CAC is often used when someone’s risk is uncertain and doctor/patient want a clearer picture before deciding on prevention strategies such as statin therapy, blood pressure targets, and lifestyle intensity.
How to use this CAC score calculator
- Use the exact CAC value shown on your imaging report.
- Add your age and sex to get an approximate peer percentile range.
- Use the category and interpretation as a conversation starter with your healthcare professional.
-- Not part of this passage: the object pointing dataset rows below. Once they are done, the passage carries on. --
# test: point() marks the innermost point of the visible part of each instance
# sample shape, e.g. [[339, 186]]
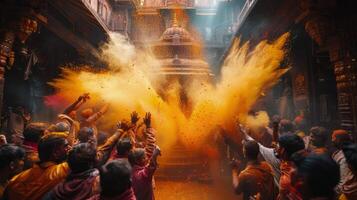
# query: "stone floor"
[[188, 190]]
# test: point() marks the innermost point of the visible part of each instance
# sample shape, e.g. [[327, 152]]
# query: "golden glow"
[[129, 85]]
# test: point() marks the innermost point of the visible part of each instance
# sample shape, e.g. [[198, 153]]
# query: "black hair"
[[286, 126], [291, 143], [251, 150], [115, 177], [136, 155], [48, 144], [124, 146], [59, 127], [343, 140], [102, 138], [34, 131], [10, 153], [82, 157], [350, 152], [320, 135], [321, 175], [85, 134]]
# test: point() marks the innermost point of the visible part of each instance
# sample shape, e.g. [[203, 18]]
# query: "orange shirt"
[[34, 183]]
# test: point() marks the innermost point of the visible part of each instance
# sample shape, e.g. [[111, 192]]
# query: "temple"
[[48, 45]]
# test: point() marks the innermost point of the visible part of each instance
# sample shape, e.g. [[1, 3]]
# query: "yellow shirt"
[[34, 183]]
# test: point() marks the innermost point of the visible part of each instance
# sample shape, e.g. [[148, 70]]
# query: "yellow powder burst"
[[129, 85]]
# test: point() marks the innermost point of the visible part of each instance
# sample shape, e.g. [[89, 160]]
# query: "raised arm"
[[98, 114], [74, 106], [150, 136], [103, 152]]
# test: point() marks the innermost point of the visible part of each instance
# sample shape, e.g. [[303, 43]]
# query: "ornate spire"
[[174, 20]]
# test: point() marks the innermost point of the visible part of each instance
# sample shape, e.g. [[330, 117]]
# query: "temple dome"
[[176, 32]]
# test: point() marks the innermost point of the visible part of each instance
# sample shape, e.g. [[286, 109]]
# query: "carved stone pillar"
[[6, 58], [337, 35]]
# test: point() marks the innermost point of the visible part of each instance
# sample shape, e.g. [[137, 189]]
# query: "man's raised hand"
[[134, 117], [147, 120]]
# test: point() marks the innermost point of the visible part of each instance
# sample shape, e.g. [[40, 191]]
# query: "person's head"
[[59, 127], [124, 146], [11, 159], [286, 126], [137, 157], [115, 177], [319, 136], [318, 175], [73, 114], [53, 147], [340, 138], [86, 113], [81, 157], [34, 131], [288, 144], [86, 134], [251, 150], [350, 152], [102, 137]]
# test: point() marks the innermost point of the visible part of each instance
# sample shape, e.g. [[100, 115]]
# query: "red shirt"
[[142, 182]]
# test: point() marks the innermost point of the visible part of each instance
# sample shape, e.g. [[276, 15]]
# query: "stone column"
[[336, 34], [6, 59]]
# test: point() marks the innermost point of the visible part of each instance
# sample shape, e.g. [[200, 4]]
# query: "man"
[[115, 181], [35, 182], [123, 147], [350, 187], [103, 152], [83, 181], [69, 116], [318, 139], [257, 178], [341, 138], [90, 117], [288, 145], [32, 135], [11, 163], [268, 154], [317, 176], [143, 172]]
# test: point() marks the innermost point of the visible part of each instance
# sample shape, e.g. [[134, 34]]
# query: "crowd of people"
[[72, 159], [296, 164]]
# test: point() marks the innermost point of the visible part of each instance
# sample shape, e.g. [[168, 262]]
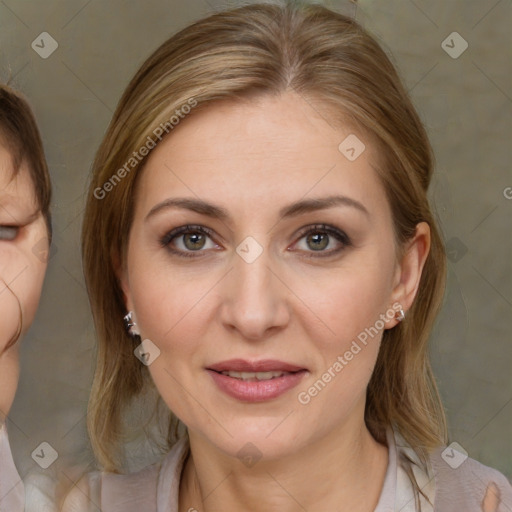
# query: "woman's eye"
[[8, 233], [321, 237], [187, 239]]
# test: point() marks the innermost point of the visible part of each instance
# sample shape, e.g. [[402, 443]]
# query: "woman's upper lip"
[[264, 365]]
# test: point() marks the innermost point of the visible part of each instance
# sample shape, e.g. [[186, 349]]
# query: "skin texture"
[[253, 159], [22, 268]]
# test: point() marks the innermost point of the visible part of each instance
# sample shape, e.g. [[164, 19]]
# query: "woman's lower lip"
[[257, 391]]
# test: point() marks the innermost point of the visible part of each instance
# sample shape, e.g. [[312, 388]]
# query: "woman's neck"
[[344, 472]]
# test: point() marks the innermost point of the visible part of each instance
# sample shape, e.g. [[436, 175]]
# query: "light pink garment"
[[155, 488], [12, 497]]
CAC score categories and common interpretation
| CAC Score | Typical Category | General Interpretation |
|---|---|---|
| 0 | No detectable calcium | Very low short-term event risk in many people (not zero risk). |
| 1–99 | Mild plaque burden | Early atherosclerosis present; prevention intensity often increases. |
| 100–299 | Moderate plaque burden | Meaningful burden; risk management is usually more aggressive. |
| 300–999 | High plaque burden | Higher event risk; comprehensive risk factor treatment is typically advised. |
| 1000+ | Very high plaque burden | Very high risk group; close clinical follow-up is important. |
How clinicians use CAC with the rest of your profile
CAC does not replace clinical judgment. It is one data point combined with:
- Blood pressure, LDL cholesterol, and diabetes status
- Smoking history and family history of early heart disease
- Inflammation/metabolic health, weight, sleep, and activity patterns
- Symptoms (if present) and overall preventive goals
Important nuance
A CAC score of zero is reassuring for many asymptomatic adults, but it does not rule out all plaque or all risk. In younger adults, soft (non-calcified) plaque may not appear on CAC scoring. Also, risk can still be elevated due to diabetes, active smoking, very high LDL, or strong family history.
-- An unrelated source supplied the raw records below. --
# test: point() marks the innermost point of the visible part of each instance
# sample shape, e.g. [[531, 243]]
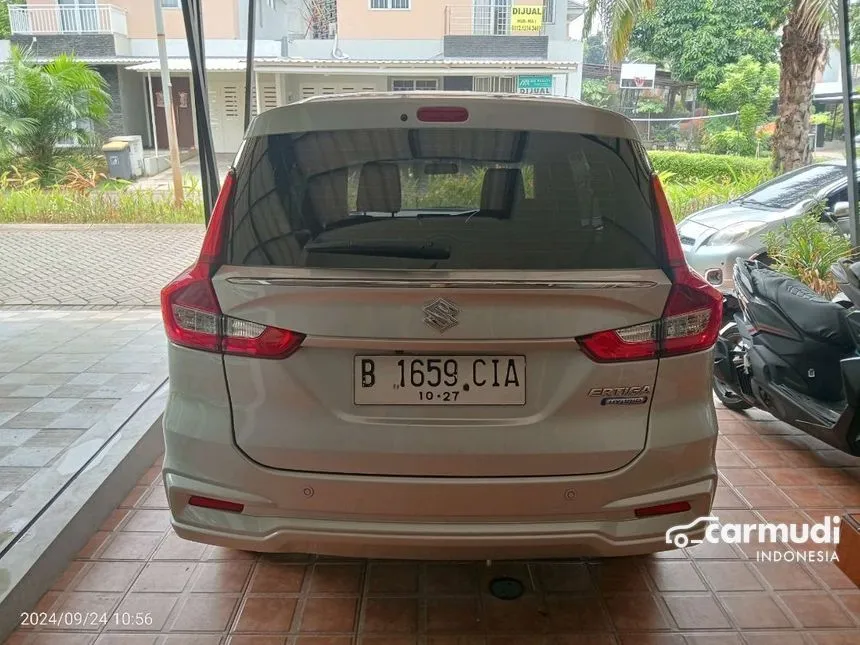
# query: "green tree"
[[748, 87], [594, 50], [44, 105], [618, 19], [5, 30], [800, 54], [596, 92], [696, 39]]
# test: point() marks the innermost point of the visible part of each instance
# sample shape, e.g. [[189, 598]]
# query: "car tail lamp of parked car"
[[691, 317], [190, 309]]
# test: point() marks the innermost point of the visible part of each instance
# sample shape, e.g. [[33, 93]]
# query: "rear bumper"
[[440, 517], [435, 541], [433, 518]]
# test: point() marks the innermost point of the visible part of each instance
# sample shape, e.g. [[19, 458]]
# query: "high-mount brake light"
[[190, 309], [691, 317], [443, 115]]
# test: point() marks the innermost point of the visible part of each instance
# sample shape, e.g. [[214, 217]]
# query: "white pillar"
[[259, 93], [279, 88], [152, 114]]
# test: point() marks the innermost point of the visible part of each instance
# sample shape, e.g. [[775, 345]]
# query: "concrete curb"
[[41, 554]]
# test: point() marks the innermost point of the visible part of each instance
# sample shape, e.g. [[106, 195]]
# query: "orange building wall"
[[220, 18], [426, 19]]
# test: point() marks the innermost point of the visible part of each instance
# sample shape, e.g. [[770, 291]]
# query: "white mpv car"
[[440, 326]]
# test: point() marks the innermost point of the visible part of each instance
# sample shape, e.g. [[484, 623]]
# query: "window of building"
[[498, 84], [389, 4], [419, 85]]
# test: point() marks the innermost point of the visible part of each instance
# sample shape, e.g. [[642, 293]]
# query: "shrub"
[[688, 166], [686, 198], [61, 205], [805, 249], [730, 142]]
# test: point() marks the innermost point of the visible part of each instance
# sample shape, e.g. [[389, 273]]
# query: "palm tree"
[[42, 106], [618, 18], [801, 55]]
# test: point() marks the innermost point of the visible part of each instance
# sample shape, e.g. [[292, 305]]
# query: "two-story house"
[[306, 47]]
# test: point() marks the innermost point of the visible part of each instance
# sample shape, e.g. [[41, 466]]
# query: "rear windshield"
[[791, 189], [435, 198]]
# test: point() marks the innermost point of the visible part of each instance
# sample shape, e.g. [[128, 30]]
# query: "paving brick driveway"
[[89, 265]]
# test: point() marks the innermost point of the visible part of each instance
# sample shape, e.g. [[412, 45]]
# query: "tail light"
[[691, 318], [190, 309], [443, 115]]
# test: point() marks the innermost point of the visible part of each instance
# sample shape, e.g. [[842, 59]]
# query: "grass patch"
[[688, 197], [32, 205], [689, 166]]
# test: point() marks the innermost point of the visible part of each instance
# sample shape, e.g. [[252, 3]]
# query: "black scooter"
[[787, 350]]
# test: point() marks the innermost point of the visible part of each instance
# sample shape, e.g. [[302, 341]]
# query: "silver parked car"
[[440, 326], [715, 237]]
What to do after you get your score
- If CAC = 0: reinforce healthy habits; medication decisions depend on your full risk context.
- If CAC 1–99: optimize lifestyle and discuss lipid management with your clinician.
- If CAC ≥ 100: many patients benefit from more intensive prevention plans.
- If CAC very high: strict risk-factor control and regular follow-up become especially important.
Limitations of any online CAC calculator
Percentiles and risk multipliers shown online are approximations. Different populations and studies produce different estimates. Your personal treatment plan should come from your own physician, who can interpret imaging, lab values, medications, and symptoms together.
Bottom line
CAC scoring can be a useful reality check: it converts invisible plaque burden into a visible number. That number can motivate focused action, but the most important outcome is what you do next—consistent lifestyle improvement and evidence-based prevention with your care team.